For interviews, when these go out for the double peer review process, please put “Interviewer:” rather than your name to ensure anonymity. Once you have successfully passed through the peer review process, the full name of the interviewer and interviewee should be used the first time they appear in the text (in bold).

Quotations

Quotations of fewer than 40 words are placed in the body of the text “in double quotation marks”. Quotations of more than 40 words should begin on a new line (first line not indented) and be identified by an extra line of space before and after.

Indent the whole quotation by 1.27 cm on the left hand-side, but keep the same font size and spacing. This is so that the type setters can identify where a quote occurs.

Use double quotation marks throughout, except for quotations within quotations, which should be in single quotation marks: “Grammar should be ‘particular’ in all cases”.

Dates and numbers

1 January 1945 (no commas, no “th” or “nd” or “rd” after numeral).

1990s (no apostrophe, not ‘90s or 90’s). In other words, for decades, write these in digits and do not abbreviate, so “1980s” not “E/eighties” or “80s”.

The fifth century; the nineteenth century (numerals), sated if used adjectivally, so “nineteenth-century poetry”.

In spans: 1950–1986, 1949–1955, 1989–1991. ALWAYS use en-dash not hyphen for separating two digits.

In page references, etc, where using numerals: 5–6, 32–33, 111–12.

The journal uses a slightly modified version of the author–date format advocated by The Chicago Manual of Style. An online outline can be found at:

http://www.chicagomanualofstyle.org/tools_citationguide.html

Keywords Add five-seven key words, separated by semi-colons. 11 point.

Text Flow: 12 point Roman, left adjusted.

Referencing: Use parenthetical Chicago-style author–date referencing. Any other notes (which should be kept to a minimum) should appear as endnotes, numbered consecutively in Arabic numerals.

Reference Section

Published books

Please list author (surname first). Date. Full title, including subtitles preceded by a colon.

Location of publisher is not needed.

Arendt, Hannah. 2018. The Human Condition. University of Chicago Press.

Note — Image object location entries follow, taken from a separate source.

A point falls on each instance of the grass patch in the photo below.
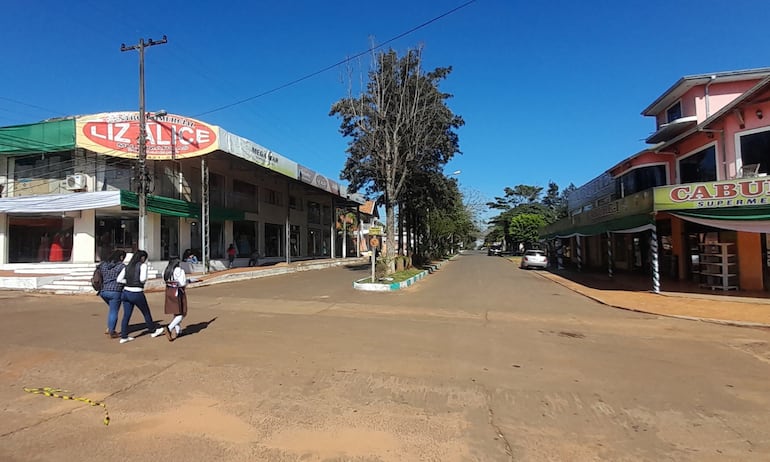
(399, 276)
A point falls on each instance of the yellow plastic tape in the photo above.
(64, 394)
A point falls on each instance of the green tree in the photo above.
(525, 228)
(399, 125)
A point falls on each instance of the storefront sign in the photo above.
(715, 194)
(254, 153)
(309, 176)
(168, 137)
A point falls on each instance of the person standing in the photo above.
(231, 252)
(133, 277)
(176, 297)
(112, 290)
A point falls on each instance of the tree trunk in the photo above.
(390, 233)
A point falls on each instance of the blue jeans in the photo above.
(131, 299)
(113, 299)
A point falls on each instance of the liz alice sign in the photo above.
(168, 137)
(717, 194)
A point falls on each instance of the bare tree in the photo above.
(398, 125)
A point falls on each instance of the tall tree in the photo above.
(399, 124)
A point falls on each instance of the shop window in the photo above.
(245, 233)
(114, 233)
(314, 213)
(169, 237)
(39, 239)
(755, 149)
(641, 179)
(314, 242)
(674, 112)
(272, 197)
(698, 167)
(244, 196)
(273, 240)
(216, 190)
(294, 233)
(168, 178)
(41, 173)
(327, 215)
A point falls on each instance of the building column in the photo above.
(83, 239)
(654, 259)
(3, 238)
(153, 237)
(184, 235)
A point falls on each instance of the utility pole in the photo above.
(142, 138)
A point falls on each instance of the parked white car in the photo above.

If the date of initial publication is significant, place it in square brackets before the date of publication of the text used:

Arendt, Hannah. [1958] 2018. The Human Condition. University of Chicago Press.

Two or more authors/editors

Please follow the sequence mentioned below:

Haywood, Max, and Andrew R. MacAndrew. 1964. Isaac Babel: The Lonely Years 1925–1939. Farrar.

Edited books

Sanga, Jaina C., ed. 2004. South Asian Literature in English: An Encyclopedia. Greenwood.

Anderson, Lorraine, Slovic, Scott, and John P O’ Grady, eds. 1999. Literature and the Environment: A Reader on Nature and Culture. Longman.

Journal articles

Last name, first name. Date. “Title of article in double quotation marks, headline capitalization.” [full stop inside quote marks] title of journal (in italics) Volume no. [full stop] issue number (in parentheses): page range separated by an en-dash, not a hyphen.

Note: volume/issue numbers should always be given in Arabic numerals, e.g.

Quayson, Ato. 2012. “The Sighs of History: Postcolonial Debris and the Question of (Literary) History.” New Literary History 43 (2). 368 – 69.

Editorial Policy

All submitted papers are screened and reviewed by the editorial and/or external reviewers. Referees are expected to provide supportive comments regarding their decisions. Following the receipt of a manuscript in the appropriate format, we anticipate a decision within three months.

Please see the full details of our Peer Review Policy here.

 

Full-length Papers

Full-length papers should be about 6,000 - 8,000 words, excluding the footnotes and references.

Make a new submission to the Full-length Paper section.

Commentaries

Commentaries should be about 1,000-3,000 words, excluding the footnotes and references.

Make a new submission to the Commentary section.

Book Reviews

Book reviews should be about 500-1,500 words, including the footnotes and references.

Artistic Works

Artistic submissions should include the artistic work and a 1,000-2,000 words statement about its relevance to posthuman themes.